In the two instances above after the first, an lvalue reference and not an rvalue reference (as implied by T&&, is this understanding correct?) has been documented as being passed to foo.

If the above understanding is correct, how come the return value has been specified as T&&?

1
c++c++11stdforward
T&& does not always mean a rvalue reference. I suggest to read Scott Meyers article "Universal References in C++11". - zett42
Take a look at how reference collapsing work. - Snps
What else do you think the return value should be specified as? - M.M

1 Answers

0
votes

There is a distinction between

void f1(int&& a) {}

template<class T>
void f2(T&& a) {}

The first version is defining f1 to work on rvalues. The second version, on the other hand, is a template function accepting a universal (or in some references, forwarding) reference as its argument.

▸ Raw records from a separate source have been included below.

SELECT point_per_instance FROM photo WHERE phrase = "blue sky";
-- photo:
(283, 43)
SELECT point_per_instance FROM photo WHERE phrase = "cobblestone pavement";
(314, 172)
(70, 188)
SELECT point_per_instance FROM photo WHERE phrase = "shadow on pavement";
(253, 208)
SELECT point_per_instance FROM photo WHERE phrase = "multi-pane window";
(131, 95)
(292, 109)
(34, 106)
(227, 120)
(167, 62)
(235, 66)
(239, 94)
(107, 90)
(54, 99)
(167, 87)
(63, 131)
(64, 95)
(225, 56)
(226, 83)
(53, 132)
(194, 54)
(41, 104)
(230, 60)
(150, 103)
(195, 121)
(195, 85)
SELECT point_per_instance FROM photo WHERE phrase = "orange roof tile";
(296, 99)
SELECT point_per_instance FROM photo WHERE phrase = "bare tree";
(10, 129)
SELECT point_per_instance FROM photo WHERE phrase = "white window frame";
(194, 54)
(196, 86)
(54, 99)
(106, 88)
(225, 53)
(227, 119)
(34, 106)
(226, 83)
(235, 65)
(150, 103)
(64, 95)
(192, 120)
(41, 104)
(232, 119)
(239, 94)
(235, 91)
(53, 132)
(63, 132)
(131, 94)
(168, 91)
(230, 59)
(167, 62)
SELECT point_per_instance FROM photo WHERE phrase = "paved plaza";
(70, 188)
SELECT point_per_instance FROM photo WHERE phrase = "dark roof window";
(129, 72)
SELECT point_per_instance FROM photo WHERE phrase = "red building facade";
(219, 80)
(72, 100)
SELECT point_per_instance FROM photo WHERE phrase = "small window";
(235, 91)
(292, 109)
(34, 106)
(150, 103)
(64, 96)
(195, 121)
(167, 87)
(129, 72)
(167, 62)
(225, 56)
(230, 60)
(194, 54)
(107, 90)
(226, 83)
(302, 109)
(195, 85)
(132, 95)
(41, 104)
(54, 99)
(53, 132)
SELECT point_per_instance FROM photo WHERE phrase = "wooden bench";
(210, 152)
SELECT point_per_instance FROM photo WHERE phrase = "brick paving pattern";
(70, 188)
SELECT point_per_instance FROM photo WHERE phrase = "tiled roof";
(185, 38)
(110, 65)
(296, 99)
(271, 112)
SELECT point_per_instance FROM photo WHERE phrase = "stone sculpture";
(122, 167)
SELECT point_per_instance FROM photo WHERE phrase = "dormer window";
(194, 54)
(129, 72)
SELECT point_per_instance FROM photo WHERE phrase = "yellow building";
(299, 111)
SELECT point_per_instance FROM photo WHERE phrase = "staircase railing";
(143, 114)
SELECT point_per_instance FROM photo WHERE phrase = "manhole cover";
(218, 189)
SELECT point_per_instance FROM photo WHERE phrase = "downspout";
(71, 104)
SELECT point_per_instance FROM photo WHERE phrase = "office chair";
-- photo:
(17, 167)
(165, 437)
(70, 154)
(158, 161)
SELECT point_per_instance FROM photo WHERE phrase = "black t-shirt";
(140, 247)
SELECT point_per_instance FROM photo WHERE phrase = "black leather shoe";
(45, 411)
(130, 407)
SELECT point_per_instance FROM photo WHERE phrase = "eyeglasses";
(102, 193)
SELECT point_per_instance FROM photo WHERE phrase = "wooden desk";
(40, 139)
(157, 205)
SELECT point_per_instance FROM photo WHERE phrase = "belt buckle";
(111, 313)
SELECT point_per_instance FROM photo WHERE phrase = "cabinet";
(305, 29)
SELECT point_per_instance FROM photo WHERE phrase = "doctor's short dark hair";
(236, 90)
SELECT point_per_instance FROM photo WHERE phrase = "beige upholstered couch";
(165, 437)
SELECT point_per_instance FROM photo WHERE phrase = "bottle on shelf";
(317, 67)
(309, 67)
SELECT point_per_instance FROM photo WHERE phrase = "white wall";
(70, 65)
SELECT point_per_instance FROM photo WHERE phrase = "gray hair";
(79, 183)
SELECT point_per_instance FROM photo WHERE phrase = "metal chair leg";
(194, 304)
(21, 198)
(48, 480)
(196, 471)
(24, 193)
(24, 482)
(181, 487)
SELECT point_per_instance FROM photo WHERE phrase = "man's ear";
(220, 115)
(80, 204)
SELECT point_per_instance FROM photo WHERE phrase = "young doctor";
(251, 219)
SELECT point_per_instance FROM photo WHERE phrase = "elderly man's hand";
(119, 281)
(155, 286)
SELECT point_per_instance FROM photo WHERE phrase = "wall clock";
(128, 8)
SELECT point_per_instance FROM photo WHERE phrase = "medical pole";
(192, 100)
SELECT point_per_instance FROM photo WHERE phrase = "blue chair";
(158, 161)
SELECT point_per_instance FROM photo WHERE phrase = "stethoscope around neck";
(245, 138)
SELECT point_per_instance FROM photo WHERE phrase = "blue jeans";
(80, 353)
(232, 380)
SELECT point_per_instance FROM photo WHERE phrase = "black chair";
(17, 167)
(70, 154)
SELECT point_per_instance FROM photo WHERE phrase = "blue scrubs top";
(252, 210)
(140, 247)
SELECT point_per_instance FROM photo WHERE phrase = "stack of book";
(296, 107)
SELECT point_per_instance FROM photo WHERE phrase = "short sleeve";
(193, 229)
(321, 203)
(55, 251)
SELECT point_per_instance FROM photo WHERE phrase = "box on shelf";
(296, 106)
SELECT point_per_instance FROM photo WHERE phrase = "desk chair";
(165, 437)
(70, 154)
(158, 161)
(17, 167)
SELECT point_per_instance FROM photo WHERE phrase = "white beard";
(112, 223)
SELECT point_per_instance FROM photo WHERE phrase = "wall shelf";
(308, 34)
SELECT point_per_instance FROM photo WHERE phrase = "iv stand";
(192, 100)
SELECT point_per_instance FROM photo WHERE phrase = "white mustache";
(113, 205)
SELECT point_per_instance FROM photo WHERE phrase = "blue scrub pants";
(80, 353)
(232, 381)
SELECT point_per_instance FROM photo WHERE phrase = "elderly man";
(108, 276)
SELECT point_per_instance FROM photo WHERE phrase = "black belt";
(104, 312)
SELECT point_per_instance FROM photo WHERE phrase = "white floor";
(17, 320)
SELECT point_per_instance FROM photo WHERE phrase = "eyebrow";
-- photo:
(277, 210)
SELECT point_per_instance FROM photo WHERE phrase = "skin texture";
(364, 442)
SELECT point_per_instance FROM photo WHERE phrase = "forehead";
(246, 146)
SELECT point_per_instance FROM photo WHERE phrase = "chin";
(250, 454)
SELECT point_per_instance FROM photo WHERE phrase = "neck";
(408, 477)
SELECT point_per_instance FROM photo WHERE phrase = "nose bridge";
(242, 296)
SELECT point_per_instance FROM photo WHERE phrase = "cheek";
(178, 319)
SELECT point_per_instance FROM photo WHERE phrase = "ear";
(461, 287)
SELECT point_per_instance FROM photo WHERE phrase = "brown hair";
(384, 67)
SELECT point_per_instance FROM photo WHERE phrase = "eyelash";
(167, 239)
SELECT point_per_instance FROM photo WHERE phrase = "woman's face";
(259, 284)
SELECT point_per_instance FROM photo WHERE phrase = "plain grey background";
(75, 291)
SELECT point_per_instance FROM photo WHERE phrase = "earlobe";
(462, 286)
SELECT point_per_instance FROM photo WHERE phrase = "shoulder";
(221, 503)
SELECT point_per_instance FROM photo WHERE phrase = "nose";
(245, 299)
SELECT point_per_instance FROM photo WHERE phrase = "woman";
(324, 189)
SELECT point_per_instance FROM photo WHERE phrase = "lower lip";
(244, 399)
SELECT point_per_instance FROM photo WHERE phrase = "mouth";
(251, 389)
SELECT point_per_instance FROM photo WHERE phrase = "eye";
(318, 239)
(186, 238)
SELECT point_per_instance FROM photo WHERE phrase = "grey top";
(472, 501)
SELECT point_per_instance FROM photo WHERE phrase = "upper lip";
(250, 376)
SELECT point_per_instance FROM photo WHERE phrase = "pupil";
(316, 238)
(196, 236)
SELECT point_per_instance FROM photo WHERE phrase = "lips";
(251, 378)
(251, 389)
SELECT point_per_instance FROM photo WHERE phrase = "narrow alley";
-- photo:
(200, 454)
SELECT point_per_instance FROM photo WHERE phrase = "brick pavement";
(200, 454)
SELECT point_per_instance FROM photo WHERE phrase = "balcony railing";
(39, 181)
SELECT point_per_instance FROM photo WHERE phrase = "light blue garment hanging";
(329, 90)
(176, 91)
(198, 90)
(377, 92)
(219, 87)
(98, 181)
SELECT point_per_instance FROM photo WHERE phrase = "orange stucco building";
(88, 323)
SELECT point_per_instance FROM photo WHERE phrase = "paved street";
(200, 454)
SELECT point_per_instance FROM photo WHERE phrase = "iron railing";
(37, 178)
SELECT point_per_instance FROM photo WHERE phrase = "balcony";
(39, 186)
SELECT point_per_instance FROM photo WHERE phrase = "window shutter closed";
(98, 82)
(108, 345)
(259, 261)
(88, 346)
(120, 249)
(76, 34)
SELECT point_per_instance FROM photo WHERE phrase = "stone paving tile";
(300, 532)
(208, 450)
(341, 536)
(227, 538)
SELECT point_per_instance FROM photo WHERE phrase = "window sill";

To understand the mechanics of std::forward, you should call f2 with different arguments, as in:

#include <iostream>

template <class T> void f2(T &&a) { std::cout << __PRETTY_FUNCTION__ << '\n'; }

int main() {
  int a{5};

  f2(5);
  f2(a);

  return 0;
}

When you compile the code, say with g++, you get the following output from your program:

./a.out
void f2(T &&) [T = int]
void f2(T &&) [T = int &]

As you can see, in the first call T is deduced to be int, whereas in the second call it is deduced to be int &. Due to the reference collapsing rules, as already mentioned in the comments to your question, T && will give you T whereas T& && will give you T&. In short, you observing T&& as the return type does not mean that the functions return an rvalue reference. In fact, in the template functions, && is like an identity operator. When combined with T&, it will give you T&; otherwise, it will give you T.

There is a really nice talk at CppCon2016 by Arthur O'Dwyer on this topic. Maybe you can have a look at it to understand the template type deduction rules, which will help you in clarifying the std::forward behaviour.